"Ah!" she replied with equanimity. "You consider me a bourgeoise, I see. Your opinion is that a simple little dinner and a modest gown would have shown better taste. But ah! my dear fellow, you don't know the way to get round men!"

Duvillard signified his approval, for he was delighted to be able to show her in all her glory, adorned like an idol. Fonsegue, for his part, talked of diamonds, saying that they were now doubtful investments, as the day when they would become articles of current manufacture was fast approaching, thanks to the electrical furnace and other inventions. Meantime Duthil, with an air of ecstasy and the dainty gestures of a lady's maid, hovered around the young woman, either smoothing a rebellious bow or arranging some fold of her lace.

"But I say," resumed Silviane, "your critic seems to be an ill-bred man, for he's keeping us waiting."
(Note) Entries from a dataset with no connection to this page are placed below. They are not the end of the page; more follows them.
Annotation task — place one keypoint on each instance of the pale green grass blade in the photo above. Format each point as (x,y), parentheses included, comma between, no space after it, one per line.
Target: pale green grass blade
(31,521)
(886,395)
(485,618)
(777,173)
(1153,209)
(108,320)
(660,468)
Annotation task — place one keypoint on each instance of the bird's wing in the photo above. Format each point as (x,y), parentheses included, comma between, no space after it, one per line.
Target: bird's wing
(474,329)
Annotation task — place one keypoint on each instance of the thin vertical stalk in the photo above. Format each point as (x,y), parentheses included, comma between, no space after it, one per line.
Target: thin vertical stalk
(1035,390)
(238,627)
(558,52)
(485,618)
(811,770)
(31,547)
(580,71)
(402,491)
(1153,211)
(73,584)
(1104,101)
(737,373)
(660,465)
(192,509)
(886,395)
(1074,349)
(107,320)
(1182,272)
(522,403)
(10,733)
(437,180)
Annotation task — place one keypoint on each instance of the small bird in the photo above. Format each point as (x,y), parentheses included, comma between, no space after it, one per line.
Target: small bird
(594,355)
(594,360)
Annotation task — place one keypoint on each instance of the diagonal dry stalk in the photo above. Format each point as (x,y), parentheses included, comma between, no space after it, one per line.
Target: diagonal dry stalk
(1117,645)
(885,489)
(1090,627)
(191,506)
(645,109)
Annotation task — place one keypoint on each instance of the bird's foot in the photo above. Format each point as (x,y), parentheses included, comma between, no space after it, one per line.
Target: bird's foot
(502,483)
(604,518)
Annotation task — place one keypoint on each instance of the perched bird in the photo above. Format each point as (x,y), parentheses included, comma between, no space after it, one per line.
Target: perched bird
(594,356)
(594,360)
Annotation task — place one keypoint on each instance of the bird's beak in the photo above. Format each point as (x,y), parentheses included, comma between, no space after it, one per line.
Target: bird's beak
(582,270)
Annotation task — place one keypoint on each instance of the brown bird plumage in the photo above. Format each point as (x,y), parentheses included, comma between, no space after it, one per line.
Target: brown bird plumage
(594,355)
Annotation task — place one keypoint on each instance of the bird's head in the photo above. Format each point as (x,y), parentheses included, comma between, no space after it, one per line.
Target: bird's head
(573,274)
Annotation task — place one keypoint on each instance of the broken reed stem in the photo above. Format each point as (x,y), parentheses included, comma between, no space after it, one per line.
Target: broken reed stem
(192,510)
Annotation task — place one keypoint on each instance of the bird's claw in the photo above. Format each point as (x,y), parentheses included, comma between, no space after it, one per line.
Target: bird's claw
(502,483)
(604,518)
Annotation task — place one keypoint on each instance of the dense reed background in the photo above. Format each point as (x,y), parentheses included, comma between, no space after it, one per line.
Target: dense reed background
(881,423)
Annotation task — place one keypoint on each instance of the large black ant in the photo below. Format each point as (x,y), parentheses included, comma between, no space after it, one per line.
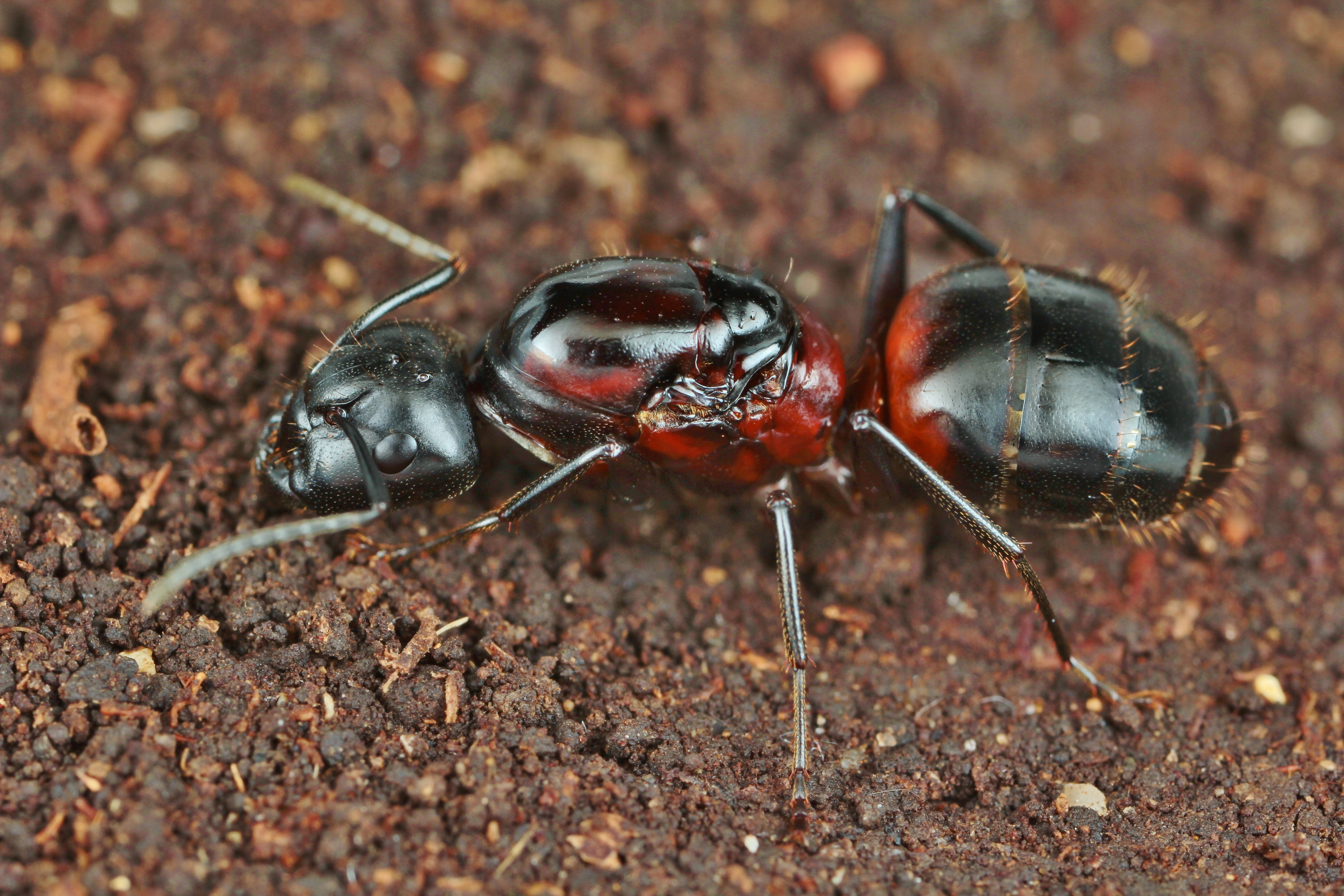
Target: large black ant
(994,386)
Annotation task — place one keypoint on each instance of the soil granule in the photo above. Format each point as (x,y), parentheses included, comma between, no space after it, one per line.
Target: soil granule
(613,717)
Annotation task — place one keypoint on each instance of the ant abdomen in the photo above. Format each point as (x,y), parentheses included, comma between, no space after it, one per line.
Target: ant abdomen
(1058,397)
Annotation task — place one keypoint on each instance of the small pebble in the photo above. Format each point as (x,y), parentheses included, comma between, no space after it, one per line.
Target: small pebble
(1133,46)
(156,125)
(847,69)
(443,69)
(341,273)
(1268,687)
(1303,128)
(308,128)
(1320,426)
(11,56)
(162,177)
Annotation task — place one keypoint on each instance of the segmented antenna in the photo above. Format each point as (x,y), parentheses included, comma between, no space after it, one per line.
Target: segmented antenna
(240,545)
(205,561)
(366,218)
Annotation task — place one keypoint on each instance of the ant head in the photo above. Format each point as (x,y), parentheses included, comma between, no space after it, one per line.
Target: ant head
(402,386)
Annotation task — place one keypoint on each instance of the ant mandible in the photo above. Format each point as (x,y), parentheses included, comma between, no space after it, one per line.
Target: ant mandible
(992,386)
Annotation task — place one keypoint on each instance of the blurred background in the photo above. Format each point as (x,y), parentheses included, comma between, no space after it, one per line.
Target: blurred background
(142,143)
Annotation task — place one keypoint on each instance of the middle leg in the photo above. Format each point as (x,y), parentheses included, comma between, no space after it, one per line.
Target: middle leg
(795,639)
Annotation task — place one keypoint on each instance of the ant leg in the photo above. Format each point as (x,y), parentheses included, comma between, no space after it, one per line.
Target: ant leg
(986,531)
(795,637)
(951,223)
(889,267)
(201,562)
(523,503)
(349,209)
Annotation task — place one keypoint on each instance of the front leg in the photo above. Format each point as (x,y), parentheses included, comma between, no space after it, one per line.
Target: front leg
(523,503)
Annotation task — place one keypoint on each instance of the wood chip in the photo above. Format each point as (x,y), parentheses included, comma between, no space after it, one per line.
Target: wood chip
(601,839)
(58,418)
(146,500)
(1085,796)
(144,659)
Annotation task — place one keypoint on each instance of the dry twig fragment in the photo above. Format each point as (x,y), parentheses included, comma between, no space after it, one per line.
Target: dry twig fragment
(404,664)
(104,107)
(58,420)
(146,500)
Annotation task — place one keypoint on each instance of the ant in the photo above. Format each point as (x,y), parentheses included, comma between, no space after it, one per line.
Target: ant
(994,387)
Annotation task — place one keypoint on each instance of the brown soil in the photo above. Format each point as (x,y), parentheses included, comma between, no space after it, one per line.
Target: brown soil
(623,719)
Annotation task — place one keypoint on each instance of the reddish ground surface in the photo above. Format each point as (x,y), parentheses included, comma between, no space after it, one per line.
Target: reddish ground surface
(623,717)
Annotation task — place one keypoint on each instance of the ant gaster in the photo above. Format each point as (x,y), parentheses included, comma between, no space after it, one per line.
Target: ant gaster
(994,386)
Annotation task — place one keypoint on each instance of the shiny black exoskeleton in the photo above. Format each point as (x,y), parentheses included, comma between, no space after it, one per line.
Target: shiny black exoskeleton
(992,386)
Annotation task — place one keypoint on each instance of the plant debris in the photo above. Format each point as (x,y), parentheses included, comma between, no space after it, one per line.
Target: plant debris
(54,410)
(618,709)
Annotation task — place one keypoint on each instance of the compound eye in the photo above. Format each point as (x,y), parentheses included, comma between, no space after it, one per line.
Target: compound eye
(396,453)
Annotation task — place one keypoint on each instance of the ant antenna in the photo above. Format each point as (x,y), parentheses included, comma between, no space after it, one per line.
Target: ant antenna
(366,218)
(204,561)
(451,269)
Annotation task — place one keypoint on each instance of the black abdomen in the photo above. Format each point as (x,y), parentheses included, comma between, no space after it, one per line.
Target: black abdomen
(1057,397)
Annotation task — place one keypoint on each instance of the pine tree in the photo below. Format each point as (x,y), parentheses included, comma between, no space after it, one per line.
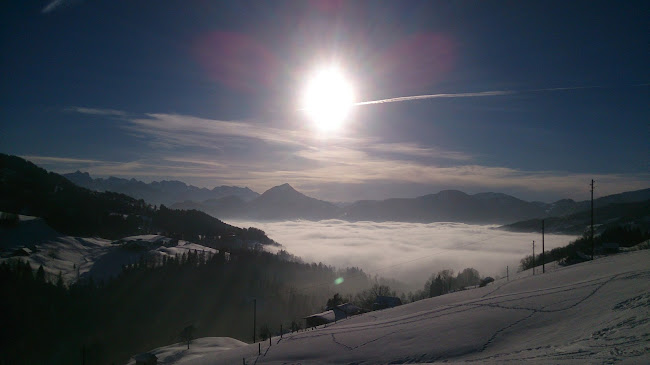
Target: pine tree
(40,275)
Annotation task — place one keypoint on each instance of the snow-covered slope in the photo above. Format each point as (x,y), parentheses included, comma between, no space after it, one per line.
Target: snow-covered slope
(207,347)
(595,312)
(77,257)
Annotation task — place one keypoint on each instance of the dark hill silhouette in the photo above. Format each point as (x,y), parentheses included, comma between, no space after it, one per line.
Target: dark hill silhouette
(166,192)
(635,214)
(284,202)
(447,205)
(30,190)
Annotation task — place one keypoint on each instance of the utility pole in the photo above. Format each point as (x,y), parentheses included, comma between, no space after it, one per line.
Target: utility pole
(533,257)
(543,259)
(592,219)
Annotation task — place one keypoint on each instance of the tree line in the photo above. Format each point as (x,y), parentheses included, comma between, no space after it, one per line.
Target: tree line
(624,236)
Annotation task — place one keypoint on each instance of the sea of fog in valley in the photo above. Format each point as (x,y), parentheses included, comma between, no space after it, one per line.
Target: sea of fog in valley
(408,252)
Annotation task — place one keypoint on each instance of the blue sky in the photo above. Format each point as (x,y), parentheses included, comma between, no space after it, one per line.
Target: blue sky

Indeed, the critic arrived a quarter of an hour late, and while apologising, he expressed his regret that he should be obliged to leave at half-past nine, for he was absolutely compelled to put in an appearance at a little theatre in the Rue Pigalle. He was a big fellow of fifty with broad shoulders and a full, bearded face. His most disagreeable characteristic was the narrow dogmatic pedantry which he had acquired at the Ecole Normale, and had never since been able to shake off. All his herculean efforts to be sceptical and frivolous, and the twenty years he had spent in Paris mingling with every section of society, had failed to rid him of it. Magister he was, and magister he remained, even in his most strenuous flights of imagination and audacity. From the moment of his arrival he tried to show himself enraptured with Silviane. Naturally enough, he already knew her by sight, and had even criticised her on one occasion in five or six contemptuous lines. However, the sight of her there, in full beauty, clad like a queen, and presented by four influential protectors, filled him with emotion; and he was struck with the idea that nothing would be more Parisian and less pedantic than to assert she had some talent and give her his support.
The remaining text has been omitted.